The author presents an overview of the current knowledge of symptomatology, diagnosis and therapy of acute spinal-related pain syndromes.
Ad:
Diagnosis of acute spinal syndromes:
In the case of non-specific acute L-S pain, imaging studies should not be used routinely! As a rule, pain usually resolves spontaneously or under the influence of analgesic and anti-inflammatory treatment within approx. 4 weeks. Imaging examinations should only be carried out if severe or increasing neurological deficits coexist or if other significant pathology is suspected, e.g. npl process. Then MRI of the spinal canal and spinal cord should be the preferred investigation. In case of chronic pain or symptoms of radiculopathy/discopathy, an MRI or CT scan of the spinal canal and spinal cord is only indicated if the patient is a candidate for neurosurgical treatment or intrathecal steroid injection! As mentioned earlier, usually the symptoms of acute sciatica are spontaneously reduced in <4 weeks without invasive treatment, and the outcome of neuroimaging studies does not affect therapeutic decisions and treatment outcome.
Treatment of acute spinal syndromes:
One of the basic elements of the management of acute spinal syndromes is the continuation of physical activity - a bed regime is not advisable! Paracetamol is recommended as first-line medication, followed by non-steroidal anti-inflammatory drugs (NSAIDs) e.g. ibuprofen, ketoprofen. If ineffective, myorelaxants can be used in mono- or polytherapy with NSAIDs. Steroids administered orally or intravenously are not recommended as their effect is equal to that of placebo. In case of lack of effect of pharmacotherapy, manual therapy, rehabilitation and physical therapy can be used, but not before 2-6 weeks of symptoms.

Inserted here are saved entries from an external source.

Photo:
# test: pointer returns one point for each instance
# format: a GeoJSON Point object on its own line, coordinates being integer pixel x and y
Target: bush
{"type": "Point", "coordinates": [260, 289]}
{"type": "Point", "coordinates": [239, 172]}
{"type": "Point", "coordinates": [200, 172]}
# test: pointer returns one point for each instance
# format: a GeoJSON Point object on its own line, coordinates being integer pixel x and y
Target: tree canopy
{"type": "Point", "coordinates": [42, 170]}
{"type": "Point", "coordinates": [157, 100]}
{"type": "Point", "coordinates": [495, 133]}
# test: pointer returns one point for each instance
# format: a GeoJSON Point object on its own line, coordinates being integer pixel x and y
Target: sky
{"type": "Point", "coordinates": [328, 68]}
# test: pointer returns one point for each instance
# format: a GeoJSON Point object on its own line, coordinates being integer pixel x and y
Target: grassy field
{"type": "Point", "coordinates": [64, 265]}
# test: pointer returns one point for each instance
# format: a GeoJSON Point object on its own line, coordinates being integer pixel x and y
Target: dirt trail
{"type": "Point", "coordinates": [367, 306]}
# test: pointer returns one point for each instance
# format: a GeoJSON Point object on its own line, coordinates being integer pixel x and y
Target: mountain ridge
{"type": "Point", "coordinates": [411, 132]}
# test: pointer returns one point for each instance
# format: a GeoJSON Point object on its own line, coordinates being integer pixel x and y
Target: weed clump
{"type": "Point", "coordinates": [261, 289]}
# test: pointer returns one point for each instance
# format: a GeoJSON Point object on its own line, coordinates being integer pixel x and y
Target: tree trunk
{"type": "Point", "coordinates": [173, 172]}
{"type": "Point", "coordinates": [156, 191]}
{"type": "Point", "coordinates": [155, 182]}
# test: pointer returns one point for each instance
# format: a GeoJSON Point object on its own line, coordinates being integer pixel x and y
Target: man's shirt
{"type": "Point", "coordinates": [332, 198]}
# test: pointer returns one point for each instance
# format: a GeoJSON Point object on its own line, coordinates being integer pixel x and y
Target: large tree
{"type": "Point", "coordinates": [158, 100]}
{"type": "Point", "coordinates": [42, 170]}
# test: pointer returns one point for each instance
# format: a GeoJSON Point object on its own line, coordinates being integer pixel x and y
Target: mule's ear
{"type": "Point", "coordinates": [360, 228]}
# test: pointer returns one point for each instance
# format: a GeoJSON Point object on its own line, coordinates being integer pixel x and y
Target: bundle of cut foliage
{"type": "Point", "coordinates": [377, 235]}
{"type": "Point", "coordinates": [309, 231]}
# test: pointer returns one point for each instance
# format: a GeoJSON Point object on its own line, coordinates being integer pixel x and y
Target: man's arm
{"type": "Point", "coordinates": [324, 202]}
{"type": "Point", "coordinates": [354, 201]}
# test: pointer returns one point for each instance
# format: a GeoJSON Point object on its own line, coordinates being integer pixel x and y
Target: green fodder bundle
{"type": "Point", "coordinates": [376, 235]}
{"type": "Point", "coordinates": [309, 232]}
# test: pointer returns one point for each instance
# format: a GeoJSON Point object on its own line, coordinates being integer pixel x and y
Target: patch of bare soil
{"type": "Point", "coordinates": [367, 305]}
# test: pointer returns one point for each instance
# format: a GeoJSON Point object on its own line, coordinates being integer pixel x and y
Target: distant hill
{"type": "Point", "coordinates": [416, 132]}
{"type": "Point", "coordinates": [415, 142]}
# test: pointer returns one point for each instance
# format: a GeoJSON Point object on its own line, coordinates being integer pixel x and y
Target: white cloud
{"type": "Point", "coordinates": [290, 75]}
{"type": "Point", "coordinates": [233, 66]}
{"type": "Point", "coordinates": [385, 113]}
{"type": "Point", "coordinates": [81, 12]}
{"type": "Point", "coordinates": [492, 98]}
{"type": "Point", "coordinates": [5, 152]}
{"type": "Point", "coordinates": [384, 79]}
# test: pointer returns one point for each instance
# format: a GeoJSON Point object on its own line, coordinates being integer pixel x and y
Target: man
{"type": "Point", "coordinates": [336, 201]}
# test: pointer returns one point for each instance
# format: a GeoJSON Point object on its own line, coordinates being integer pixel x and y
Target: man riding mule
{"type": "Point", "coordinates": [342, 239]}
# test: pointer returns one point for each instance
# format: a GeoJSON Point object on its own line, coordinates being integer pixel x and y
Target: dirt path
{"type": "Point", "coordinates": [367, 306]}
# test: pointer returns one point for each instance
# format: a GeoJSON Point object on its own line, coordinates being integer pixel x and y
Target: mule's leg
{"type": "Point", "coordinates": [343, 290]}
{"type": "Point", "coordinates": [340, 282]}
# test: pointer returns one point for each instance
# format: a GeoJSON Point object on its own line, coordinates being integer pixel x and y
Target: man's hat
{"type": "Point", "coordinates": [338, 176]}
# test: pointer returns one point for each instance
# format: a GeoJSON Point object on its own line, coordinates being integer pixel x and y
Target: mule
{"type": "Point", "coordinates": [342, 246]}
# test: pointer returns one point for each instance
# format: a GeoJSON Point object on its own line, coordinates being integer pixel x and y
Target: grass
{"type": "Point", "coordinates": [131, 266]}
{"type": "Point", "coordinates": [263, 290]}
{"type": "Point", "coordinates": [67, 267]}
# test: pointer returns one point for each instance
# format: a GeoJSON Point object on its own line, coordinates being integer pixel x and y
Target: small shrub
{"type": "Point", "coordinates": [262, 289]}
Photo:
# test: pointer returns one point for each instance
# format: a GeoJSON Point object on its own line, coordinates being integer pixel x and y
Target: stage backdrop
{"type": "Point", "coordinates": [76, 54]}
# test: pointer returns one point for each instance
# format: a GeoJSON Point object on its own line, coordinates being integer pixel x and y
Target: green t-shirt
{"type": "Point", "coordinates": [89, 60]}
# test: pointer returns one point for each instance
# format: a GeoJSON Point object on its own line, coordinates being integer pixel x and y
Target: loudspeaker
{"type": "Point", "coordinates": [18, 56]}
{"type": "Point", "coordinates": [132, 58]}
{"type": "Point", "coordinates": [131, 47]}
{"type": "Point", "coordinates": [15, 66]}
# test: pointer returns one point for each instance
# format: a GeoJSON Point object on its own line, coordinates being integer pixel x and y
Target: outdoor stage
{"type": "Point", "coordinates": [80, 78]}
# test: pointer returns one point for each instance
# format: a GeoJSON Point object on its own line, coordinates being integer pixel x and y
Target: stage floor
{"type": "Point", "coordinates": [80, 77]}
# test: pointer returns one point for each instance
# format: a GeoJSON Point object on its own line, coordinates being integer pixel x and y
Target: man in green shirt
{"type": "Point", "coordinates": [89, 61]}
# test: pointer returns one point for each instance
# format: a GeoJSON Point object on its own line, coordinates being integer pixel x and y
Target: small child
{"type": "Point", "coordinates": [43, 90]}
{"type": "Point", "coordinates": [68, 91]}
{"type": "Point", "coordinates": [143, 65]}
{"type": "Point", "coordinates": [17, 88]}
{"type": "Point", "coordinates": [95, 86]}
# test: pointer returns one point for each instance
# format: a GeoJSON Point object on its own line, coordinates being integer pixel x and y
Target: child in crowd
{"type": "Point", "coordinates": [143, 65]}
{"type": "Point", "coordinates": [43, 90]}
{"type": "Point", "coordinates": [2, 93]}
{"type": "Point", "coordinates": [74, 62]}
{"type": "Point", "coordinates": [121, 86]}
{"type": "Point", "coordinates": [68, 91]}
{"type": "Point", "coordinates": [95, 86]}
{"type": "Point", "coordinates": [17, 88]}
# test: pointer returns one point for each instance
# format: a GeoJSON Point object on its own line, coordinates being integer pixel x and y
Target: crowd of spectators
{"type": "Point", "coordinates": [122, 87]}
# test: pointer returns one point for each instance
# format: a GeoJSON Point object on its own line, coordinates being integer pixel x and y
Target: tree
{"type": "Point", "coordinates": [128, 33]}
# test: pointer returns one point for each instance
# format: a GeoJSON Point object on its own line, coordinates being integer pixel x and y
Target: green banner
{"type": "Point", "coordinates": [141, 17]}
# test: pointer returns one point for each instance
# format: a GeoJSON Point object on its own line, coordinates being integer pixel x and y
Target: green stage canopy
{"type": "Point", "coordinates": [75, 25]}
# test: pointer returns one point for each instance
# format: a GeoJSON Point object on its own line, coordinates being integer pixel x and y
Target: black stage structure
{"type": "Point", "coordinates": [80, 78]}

The diagnostic plan in acute spinal syndromes is presented in Table 1.
Table 1 Diagnosis of acute spinal syndromes.
Possible cause
|
Baseline symptoms
|
Imaging
|
Additional investigations
|
Npl
|
History of npl
Weight loss
no improvement after 4 weeks of treatment
age > 50 years
Multiple risk factors
|
MRI
L-S X-ray
L-S X-ray or MRI
|
ESR.
ESR.
ESR
|
Infection in the spinal canal
|
Fever, i.v. medication, history of infection
|
MRI
|
ESR. and/or CRP
|
tail syndrome
|
Urinary retention
Neurological deficits
Faecal incontinence
|
MRI
|
---
|
Compression fracture
|
Osteoporosis
History of steroid therapy
Old age
|
X-ray of L-S
|
----
|
Severe and increasing neurological deficits
|
Progressive paresis
|
MRI
|
EMG/conduction
|
Herniated cervical disc
|
Root symptoms
Symptoms > 4 weeks
|
-------
MRI
|
--------
EMG/Conduction
|
Spinal canal stenosis
|
Pain radiating to lower limbs, old age
Symptoms > 4 wks.
|
------
MRI
|
--------
EMG/conduction
|
Indications for neurosurgical intervention include rapidly progressive, significant neurological deficits in the form of muscle weakness or urinary retention, and lack of effect after long-term pharmacological treatment.